OpenAI collaborated with different professional voice actors and used its open-source speech recognition software dubbed Whisper to enable a seamless experience for ChatGPT users.
Leading generative artificial intelligence (AI) company that is backed by Microsoft Corporation (NASDAQ: MSFT) OpenAI has announced the addition of more features to the ChatGPT platform meant for paid users. According to the announcement, ChatGPT can now see, hear, and speak thus enabling more interactive experiences with the users. Notably, the new ChatGPT features are expected to be rolled out in the next two weeks. Previously, ChatGPT only had the text-based generative model, which is now complemented by the image search and voice recognition features.
The company noted that the voice recognition feature will be available to iOS and Android users, while the image search will be rolled out on all devices across different platforms.
“You can now use voice to engage in a back-and-forth conversation with your assistant. Speak with it on the go, request a bedtime story for your family, or settle a dinner table debate,” OpenAI noted in the announcement.
With users in a position to choose from five different voices, the company highlighted that the feature is capable of generating human-like audio from text. Moreover, the ChatGPT voice feature is powered by a new text-to-speech model, whereby the feature also uses the company’s Whisper system to transcribe users’ spoken words into text-based.
ChatGPT Gets More Personal with New Features
As for image search on the ChatGPT, users can now get detailed information about a given image just by combining it with the drawing tool in the mobile application. For instance, a ChatGPT user can circle to a certain part of the image where more details are needed to help the AI generate fine-tuned results.

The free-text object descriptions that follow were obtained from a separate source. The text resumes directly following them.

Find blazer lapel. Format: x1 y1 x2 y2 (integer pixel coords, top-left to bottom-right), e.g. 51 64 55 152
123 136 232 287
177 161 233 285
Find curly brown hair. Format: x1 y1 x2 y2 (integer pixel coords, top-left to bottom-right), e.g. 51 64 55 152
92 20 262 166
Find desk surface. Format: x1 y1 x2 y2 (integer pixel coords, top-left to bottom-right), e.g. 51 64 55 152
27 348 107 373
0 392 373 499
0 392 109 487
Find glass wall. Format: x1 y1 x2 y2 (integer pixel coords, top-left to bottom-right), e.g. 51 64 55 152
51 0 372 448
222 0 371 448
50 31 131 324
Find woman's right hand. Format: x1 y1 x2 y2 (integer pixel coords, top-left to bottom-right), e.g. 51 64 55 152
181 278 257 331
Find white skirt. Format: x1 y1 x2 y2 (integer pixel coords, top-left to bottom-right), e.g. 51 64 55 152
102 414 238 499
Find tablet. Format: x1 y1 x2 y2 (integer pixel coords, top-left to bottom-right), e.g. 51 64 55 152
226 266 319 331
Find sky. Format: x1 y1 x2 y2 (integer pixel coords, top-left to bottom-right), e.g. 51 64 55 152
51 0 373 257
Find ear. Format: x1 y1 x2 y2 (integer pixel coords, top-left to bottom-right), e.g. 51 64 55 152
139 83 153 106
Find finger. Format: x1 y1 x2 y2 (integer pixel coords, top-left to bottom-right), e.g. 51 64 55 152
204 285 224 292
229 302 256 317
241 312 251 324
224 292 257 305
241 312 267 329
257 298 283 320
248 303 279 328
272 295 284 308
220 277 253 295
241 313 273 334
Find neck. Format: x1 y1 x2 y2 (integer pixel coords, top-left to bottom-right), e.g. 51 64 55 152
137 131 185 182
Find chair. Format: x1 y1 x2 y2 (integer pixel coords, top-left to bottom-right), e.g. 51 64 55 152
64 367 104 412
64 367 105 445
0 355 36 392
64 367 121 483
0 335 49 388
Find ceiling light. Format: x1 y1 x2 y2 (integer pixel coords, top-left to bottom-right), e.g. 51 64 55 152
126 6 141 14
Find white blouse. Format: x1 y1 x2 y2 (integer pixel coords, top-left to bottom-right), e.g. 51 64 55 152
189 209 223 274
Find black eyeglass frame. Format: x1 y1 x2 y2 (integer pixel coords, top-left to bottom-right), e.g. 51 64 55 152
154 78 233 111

“Image understanding is powered by multimodal GPT-3.5 and GPT-4. These models apply their language reasoning skills to a wide range of images, such as photographs, screenshots, and documents containing both text and images,” the company added.
The company is dedicated to rolling out the new services to where it’s needed most, including to people living with disabilities, manufacturing companies that need to scale up their operations, and eliminating the language barrier. For instance, Spotify is using the power of this technology for a pilot program that helps podcasters expand the reach of their storytelling by translating podcasts into additional languages in their native voices.
OpenAI and Market Outlook
The launch of voice and image recognition features in the ChatGPT will help OpenAI remain competitive in a dynamic environment full of competitors. On Monday, Amazon.com Inc (NASDAQ: AMZN) announced a strategic investment of $4 billion in an AI startup called Anthropic. Nonetheless, the demand for AI products remains high around the world thus capable of accommodating even more startups.